Disney-owned Marvel Studios has become the premier brand in superhero action movies. Titles such as 2008’s Iron Man, 2012’s The Avengers, and last year’s Guardians of the Galaxy made Marvel a touchstone in American media and pop culture. The Avengers remains the third-highest grossing movie of all time, according to Wikipedia. The Marvel brand is about to receive another round of fortification with next week’s Avengers: Age of Ultron.
Anytime something captivates the world to the degree that Marvel’s intellectual property has, marketers should be paying attention. Yes, consumers are probably more likely to engage in entertainment content such as movies or music over marketing or advertising, but that does not diminish Marvel’s deft marketing thus far. Indeed, behind the costumes, explosions, and fervor, Marvel’s Cinematic Universe (MCU) contains powerful marketing lessons that marketers from any vertical can tap for success.

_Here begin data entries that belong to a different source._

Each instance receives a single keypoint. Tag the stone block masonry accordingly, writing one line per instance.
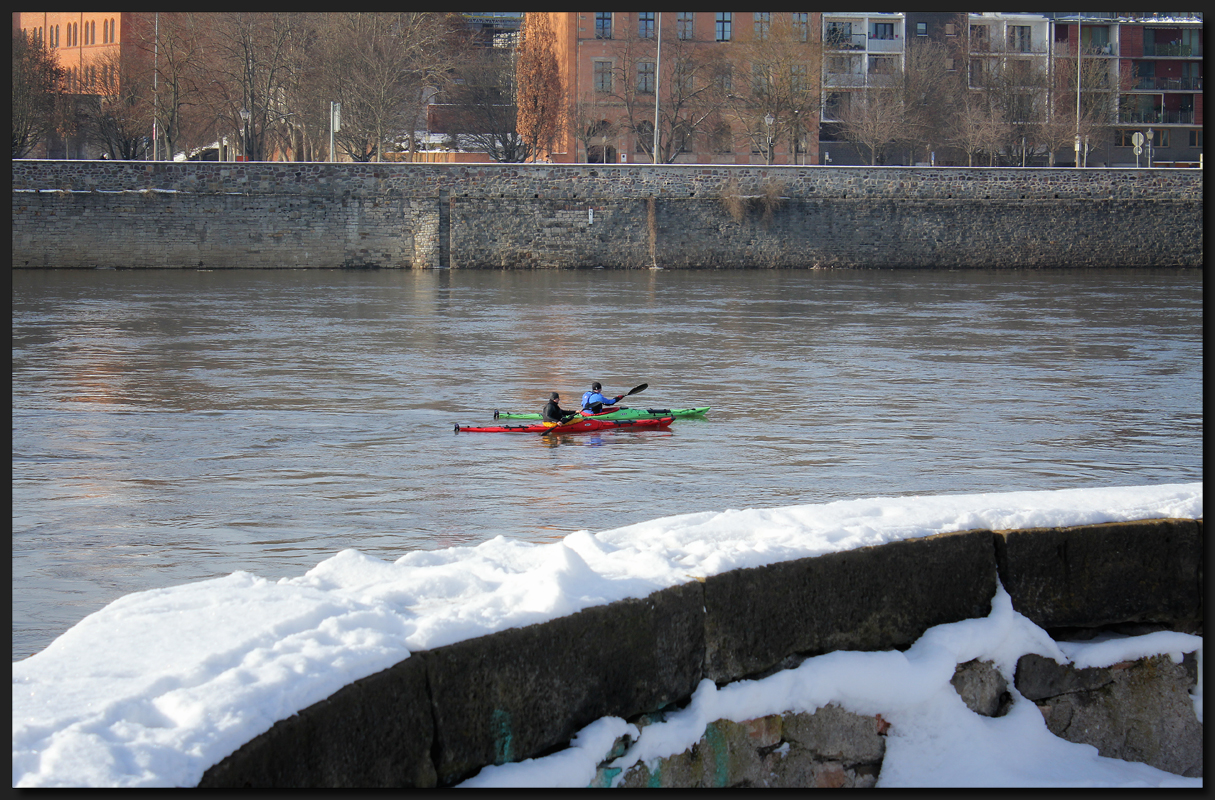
(441, 715)
(266, 214)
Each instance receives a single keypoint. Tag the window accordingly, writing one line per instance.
(1125, 136)
(978, 72)
(603, 75)
(802, 26)
(645, 24)
(724, 78)
(723, 139)
(684, 28)
(1021, 71)
(644, 136)
(683, 78)
(840, 34)
(881, 29)
(1018, 38)
(881, 65)
(761, 80)
(724, 24)
(798, 78)
(763, 23)
(645, 75)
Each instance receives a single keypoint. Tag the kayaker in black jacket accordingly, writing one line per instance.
(554, 413)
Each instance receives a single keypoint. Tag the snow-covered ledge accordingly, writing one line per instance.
(429, 670)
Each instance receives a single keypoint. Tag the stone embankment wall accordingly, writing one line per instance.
(219, 215)
(441, 715)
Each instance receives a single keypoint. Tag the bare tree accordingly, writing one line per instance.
(541, 112)
(38, 97)
(1100, 83)
(781, 68)
(932, 94)
(687, 84)
(978, 129)
(170, 48)
(120, 108)
(248, 61)
(875, 119)
(593, 119)
(481, 105)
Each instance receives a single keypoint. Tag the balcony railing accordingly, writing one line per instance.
(836, 40)
(885, 45)
(1169, 84)
(1156, 117)
(1169, 50)
(845, 80)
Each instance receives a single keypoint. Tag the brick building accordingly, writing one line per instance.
(89, 45)
(705, 79)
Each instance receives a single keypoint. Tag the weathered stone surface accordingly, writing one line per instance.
(512, 694)
(830, 748)
(982, 688)
(874, 598)
(1096, 575)
(265, 214)
(374, 732)
(1135, 710)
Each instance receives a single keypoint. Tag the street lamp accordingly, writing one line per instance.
(244, 133)
(768, 120)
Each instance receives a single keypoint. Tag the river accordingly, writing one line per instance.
(176, 426)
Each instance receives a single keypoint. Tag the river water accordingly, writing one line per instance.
(175, 426)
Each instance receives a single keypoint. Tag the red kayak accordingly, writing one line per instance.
(581, 426)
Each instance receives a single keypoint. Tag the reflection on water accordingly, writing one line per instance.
(171, 427)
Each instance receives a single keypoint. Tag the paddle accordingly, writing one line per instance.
(631, 392)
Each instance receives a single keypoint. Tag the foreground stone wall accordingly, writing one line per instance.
(265, 214)
(441, 715)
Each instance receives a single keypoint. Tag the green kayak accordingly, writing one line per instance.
(616, 413)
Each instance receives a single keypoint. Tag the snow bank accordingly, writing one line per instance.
(160, 685)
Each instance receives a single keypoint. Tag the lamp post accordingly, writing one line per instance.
(768, 120)
(657, 71)
(797, 134)
(244, 133)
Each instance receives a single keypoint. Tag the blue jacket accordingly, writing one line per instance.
(592, 398)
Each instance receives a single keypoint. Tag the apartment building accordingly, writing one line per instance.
(715, 99)
(1157, 86)
(90, 46)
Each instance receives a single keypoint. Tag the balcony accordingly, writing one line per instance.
(1185, 51)
(837, 40)
(1168, 84)
(843, 80)
(1156, 117)
(885, 45)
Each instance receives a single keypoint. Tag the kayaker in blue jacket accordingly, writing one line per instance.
(594, 401)
(554, 413)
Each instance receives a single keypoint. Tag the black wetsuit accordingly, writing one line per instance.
(554, 412)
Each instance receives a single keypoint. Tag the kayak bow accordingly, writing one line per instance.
(617, 413)
(578, 424)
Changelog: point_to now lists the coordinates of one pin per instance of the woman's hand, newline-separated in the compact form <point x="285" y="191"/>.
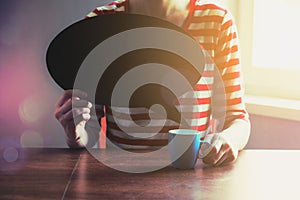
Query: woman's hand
<point x="221" y="152"/>
<point x="72" y="110"/>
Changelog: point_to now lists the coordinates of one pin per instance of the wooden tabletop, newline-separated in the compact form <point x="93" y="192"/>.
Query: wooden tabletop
<point x="76" y="174"/>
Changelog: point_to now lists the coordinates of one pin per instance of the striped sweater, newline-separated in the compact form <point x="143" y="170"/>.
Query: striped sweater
<point x="220" y="99"/>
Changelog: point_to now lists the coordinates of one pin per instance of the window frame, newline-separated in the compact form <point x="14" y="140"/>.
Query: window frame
<point x="259" y="80"/>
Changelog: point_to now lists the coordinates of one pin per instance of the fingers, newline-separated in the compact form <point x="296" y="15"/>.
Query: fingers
<point x="71" y="108"/>
<point x="221" y="154"/>
<point x="69" y="94"/>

Product placement can be a bit of a dirty word, especially from a consumer’s perspective, but this could be mostly connotative. We’ve all witnessed those awkward breaks in narrative flow during a TV show when a product or service becomes the focus. Disney and Marvel have thus far avoided these episodes of cringe when promoting their sponsors, due in large part to the deep integration of these brands into the series.

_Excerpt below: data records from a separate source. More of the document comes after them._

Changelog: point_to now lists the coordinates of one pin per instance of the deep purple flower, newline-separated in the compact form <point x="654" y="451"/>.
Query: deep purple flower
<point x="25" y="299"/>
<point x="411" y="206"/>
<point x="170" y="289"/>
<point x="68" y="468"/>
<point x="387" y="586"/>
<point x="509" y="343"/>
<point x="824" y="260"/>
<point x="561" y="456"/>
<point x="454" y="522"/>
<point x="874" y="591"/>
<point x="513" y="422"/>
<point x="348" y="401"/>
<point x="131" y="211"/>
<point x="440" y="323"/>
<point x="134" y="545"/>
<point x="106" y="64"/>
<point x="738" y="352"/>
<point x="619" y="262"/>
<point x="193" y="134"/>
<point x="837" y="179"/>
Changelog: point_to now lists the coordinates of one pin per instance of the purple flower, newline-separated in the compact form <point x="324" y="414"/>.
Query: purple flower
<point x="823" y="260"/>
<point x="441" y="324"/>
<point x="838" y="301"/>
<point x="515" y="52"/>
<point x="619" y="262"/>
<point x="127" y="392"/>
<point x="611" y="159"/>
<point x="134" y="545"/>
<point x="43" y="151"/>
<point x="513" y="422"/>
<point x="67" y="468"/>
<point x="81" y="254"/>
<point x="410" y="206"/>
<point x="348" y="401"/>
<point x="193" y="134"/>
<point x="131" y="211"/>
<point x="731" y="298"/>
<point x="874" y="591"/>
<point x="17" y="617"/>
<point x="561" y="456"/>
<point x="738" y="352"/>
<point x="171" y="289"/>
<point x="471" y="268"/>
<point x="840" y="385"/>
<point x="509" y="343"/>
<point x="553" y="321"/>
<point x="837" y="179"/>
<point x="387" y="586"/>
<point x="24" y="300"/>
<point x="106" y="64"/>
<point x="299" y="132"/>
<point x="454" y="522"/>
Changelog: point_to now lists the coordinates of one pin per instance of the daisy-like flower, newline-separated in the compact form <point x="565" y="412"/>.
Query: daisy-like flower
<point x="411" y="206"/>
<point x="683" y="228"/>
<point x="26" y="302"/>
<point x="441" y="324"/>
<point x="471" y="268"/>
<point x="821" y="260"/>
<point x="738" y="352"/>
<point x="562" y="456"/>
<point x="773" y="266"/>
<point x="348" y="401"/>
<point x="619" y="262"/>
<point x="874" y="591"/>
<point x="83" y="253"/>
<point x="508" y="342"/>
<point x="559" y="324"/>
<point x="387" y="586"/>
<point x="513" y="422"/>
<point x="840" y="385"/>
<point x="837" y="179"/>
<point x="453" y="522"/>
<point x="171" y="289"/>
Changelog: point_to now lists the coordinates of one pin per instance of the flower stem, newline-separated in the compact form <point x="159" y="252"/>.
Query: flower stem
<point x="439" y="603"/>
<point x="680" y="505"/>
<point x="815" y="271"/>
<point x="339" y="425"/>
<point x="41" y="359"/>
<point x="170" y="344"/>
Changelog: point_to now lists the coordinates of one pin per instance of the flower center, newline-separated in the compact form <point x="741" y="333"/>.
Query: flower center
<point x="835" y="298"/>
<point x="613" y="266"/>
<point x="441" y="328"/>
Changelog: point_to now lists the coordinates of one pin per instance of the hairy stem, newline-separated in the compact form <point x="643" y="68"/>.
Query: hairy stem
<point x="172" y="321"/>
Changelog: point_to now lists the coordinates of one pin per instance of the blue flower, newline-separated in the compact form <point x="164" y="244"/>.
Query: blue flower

Take Tony Stark’s obsession with luxury cars for instance. Given his billionaire playboy persona, it’s not surprising to see him in the latest Audi or Acura supercar. Audi leveraged this organic connection recently with its latest ad, which predominantly features footage from The Avengers: Age of Ultron.
Leveraging brand history
It’s been 54 years since Marvel launched the Fantastic Four, the comic series that popularized the Marvel brand, and introduced many of its characters and stories. These characters have matured with their audience. The likes of Spiderman and Wolverine have outgrown the confines of chat bubbles and thin panels, and are now mainstays in international pop culture. Marvel Studios understands this, and has mined the brand’s rich narrative history for both familiar and underserved content to produce media that appeals to nostalgia without alienating new fans. Marvel’s is a fine example of the success brands can achieve when leveraging brand equity in meaningful ways.

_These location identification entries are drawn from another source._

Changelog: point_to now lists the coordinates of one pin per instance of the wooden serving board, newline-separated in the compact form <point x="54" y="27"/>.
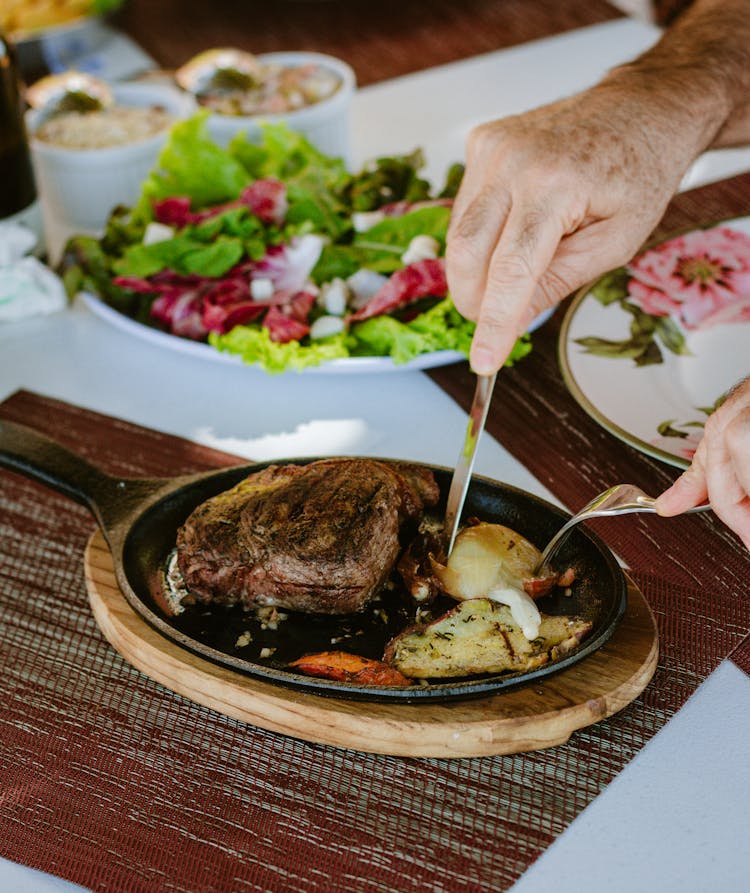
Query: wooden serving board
<point x="539" y="715"/>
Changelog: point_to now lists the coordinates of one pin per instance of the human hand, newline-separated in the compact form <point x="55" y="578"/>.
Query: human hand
<point x="720" y="470"/>
<point x="553" y="198"/>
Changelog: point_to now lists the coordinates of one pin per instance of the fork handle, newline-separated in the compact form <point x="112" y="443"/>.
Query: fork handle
<point x="644" y="504"/>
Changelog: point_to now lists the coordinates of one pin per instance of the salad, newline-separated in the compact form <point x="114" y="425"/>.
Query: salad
<point x="277" y="254"/>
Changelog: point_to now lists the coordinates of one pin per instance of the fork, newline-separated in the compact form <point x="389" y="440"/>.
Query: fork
<point x="622" y="499"/>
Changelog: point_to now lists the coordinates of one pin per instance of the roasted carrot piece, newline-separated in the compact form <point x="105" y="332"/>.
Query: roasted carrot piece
<point x="344" y="667"/>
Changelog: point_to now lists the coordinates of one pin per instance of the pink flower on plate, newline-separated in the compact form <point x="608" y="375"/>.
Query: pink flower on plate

Given consumers’ increasingly divided attention, the ability to emotionally connect—or even just entertain—has become tantamount to modern marketers’ success in the digital age. As such, storytelling has become an essential skill for marketers to master.
Many brands have grown into powerful storytellers, but few dare to do so in a way that requires or even demands consumers’ full attention. Even in an industry predicated on captivating stories, Marvel managed to innovate. Each piece of media in the MCU—be it a TV show or a full-length film—connects to previous or pending works. This serialized method of storytelling mirrors what comic books have been doing for decades—building individual stories and rolling them into an ever-expanding continuity. It’s a method that promotes and rewards consumers’ consistent engagement without isolating the uninitiated.